Nairobi Governor Johnson Sakaja has defended his administration over delayed salary payments, blaming the National Treasury for failing to release counties’ equitable share on time.
Speaking during an interview on Radio Jambo on Thursday morning, Sakaja explained that Nairobi has not received its allocation for the past two months, forcing the county to rely solely on its own-source revenue to pay workers, an arrangement he admitted is unsustainable.
“The salaries for this month were delayed because Nairobi County receives an equitable share and also generates its own revenue. We have not received the equitable share for two months,” Sakaja said.
He added that he had met with Treasury officials, who assured him the disbursement would be released soon, attributing the delay to the government’s efforts to settle international debts.
Sakaja also insisted that Nairobi’s salary delays “have never surpassed one month” and stressed the need to strengthen local revenue streams to reduce reliance on Treasury funds.

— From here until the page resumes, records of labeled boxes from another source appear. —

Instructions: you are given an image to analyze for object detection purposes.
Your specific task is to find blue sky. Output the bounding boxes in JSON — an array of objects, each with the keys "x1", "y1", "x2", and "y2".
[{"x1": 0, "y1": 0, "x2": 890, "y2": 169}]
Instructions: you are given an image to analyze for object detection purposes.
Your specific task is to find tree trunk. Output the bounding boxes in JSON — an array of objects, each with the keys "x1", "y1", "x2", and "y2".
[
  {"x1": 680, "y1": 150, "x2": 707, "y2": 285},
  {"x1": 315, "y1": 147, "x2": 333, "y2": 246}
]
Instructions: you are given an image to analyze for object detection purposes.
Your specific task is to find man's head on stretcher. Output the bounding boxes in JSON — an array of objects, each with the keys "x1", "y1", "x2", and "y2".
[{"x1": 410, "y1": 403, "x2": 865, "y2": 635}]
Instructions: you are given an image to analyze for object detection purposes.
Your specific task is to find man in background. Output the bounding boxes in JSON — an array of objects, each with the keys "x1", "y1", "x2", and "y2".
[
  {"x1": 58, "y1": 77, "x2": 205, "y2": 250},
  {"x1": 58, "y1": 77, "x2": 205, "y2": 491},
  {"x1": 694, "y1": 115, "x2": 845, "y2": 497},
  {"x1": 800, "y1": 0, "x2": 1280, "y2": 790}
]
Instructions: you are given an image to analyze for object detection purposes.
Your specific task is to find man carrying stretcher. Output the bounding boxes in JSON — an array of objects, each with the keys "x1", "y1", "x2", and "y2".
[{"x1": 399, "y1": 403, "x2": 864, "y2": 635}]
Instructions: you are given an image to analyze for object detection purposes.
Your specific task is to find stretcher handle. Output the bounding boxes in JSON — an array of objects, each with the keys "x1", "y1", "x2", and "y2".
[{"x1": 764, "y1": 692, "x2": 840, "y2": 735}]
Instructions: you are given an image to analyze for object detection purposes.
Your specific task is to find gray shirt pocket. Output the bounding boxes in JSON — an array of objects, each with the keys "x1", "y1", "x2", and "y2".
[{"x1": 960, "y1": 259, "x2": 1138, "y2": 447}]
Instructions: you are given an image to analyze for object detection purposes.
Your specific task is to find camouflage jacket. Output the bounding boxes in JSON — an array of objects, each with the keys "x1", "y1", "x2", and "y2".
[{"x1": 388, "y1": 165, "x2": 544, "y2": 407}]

His remarks came a day after the Kenya County Government Workers Union (KCGU) Nairobi branch accused the county of violating an August 11, 2025 return-to-work agreement that required salaries to be paid by the fifth of each month.
KCGU branch secretary Calvince Okello lamented that staff had not received July and August salaries or third-party remittances, leaving workers struggling to pay bills and sustain their livelihoods.